Gift Box, Tenfold, Yoshida, Seeking the Soul, Quip, and Tom’s d’Etat form a core of favorites in a 12-horse field that would be the envy of many a Grade 1 race on this continent. Run as a handicap since its 1982 inaugural, the Foster will be run for the first time under allowance conditions, with weights ranging from 125 pounds (Gift Box) to 123 (Quip) to 121 for all the rest.
Gift Box, winner of the Santa Anita Handicap in March in a ferocious duel with the highly regarded McKinzie, arrived here Tuesday in good stead from his Southern California base. The 6-year-old horse is owned by Hronis Racing, trained by John Sadler, and will break from post 6 with Joel Rosario aboard. That’s the same trio who teamed to win the Breeders’ Cup Classic here last fall with Accelerate.
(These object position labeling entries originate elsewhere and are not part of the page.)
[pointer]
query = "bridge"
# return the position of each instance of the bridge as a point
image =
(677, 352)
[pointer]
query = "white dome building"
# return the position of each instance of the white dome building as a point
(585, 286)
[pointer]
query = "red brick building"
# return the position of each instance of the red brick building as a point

“You don’t want to get ahead of yourself, but yes, the Win and You’re In was a good reason for flying him back east,” Sadler told drf.com. “The horse is very sharp, training very well.”
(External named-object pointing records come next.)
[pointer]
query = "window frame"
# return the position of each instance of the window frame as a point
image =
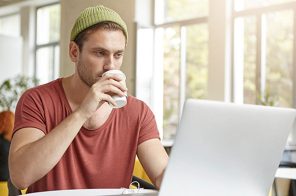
(258, 12)
(50, 45)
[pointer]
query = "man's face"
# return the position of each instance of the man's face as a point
(102, 51)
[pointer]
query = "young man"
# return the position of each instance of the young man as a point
(67, 135)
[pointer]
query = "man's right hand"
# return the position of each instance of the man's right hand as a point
(101, 92)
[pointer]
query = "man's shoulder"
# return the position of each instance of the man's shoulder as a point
(45, 89)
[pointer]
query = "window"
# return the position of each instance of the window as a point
(180, 35)
(47, 42)
(10, 25)
(264, 37)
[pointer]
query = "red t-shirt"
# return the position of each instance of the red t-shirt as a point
(101, 158)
Tenfold, winner of the May 17 Pimlico Special last out in what trainer Steve Asmussen described as “a breakthrough performance,” will have Ricardo Santana Jr. back aboard when they leave from post 7.
“We always believed he had the talent to compete at this level,” Asmussen, whose two Foster winners, Curlin (2008) and Gun Runner (2017), both earned Horse of the Year honors in those years, told drf.com.
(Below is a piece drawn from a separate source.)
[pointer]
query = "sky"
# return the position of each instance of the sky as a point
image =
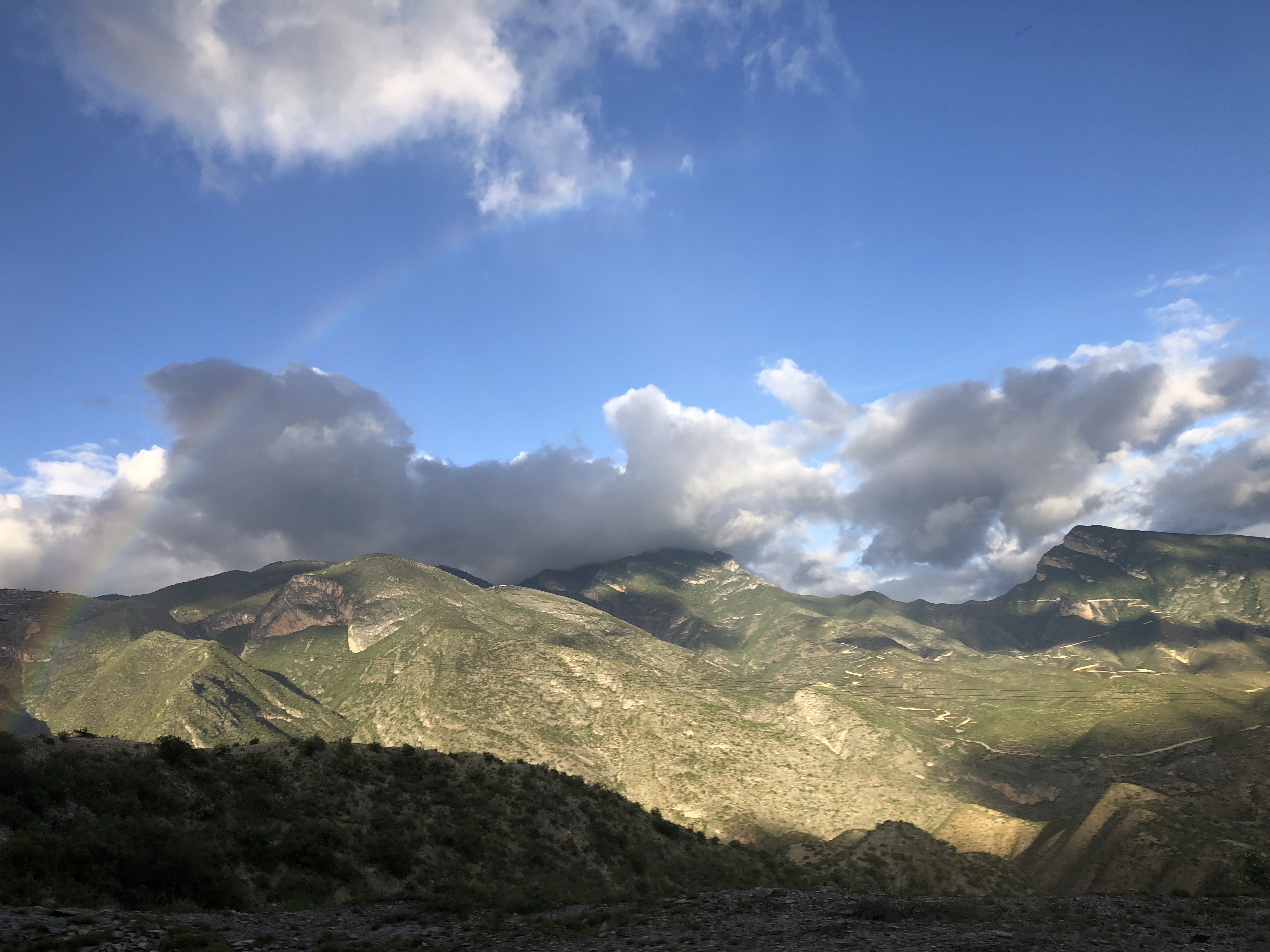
(872, 295)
Maximum Security to Make a Return
Jason Servis is based at Monmouth Park and has a long history with the MP racing office despite its revolving door of Racing Secretaries. To that end, the veteran conditioner has decided to enter his prized pupil Maximum Security in the Pegasus, a $150,000 ungraded stakes on the dirt going 1 1/8 Sunday. The spot is a tuneup for the Haskell and possibly the Travers, two races that Servis’ horse will likely face stiff competition and will definitely run for purses exceeding $1M.
Servis considered training Maximum Security — first across the wire last time in the Kentucky Derby, but disqualified to 17th due to interference — straight up to the Haskell. Earlier this week, the trainer also ordered bloodwork, as he wondered whether the Gary and Mary West homebred had returned to his Derby levels.
“He’s fit,” Servis told horseracingnation.com after receiving the results. “It’s just that I am looking at three races in (69) days – the Pegasus, the Haskell, and then you have the Travers. The spacing is good. From the Kentucky Derby to (the Pegasus) is six weeks. Then you get 34 days (until the Haskell), and then you get 35 days (until the Travers). You put it all together, and it’s three races in (69) days. That’s a lot.”
Maximum Security landed Post 2 in a Pegasus field of six. Servis also has winner Direct Order in, while the primary competition figures to come from the Todd Pletcher barn. Last Judgment joins King for a Day, winner of the Sir Barton on Preakness Stakes day.
Since the first Saturday in May, Servis has breezed his star sophomore twice, with Servis saying along the way that “he’s 5-for-5 in my eyes.”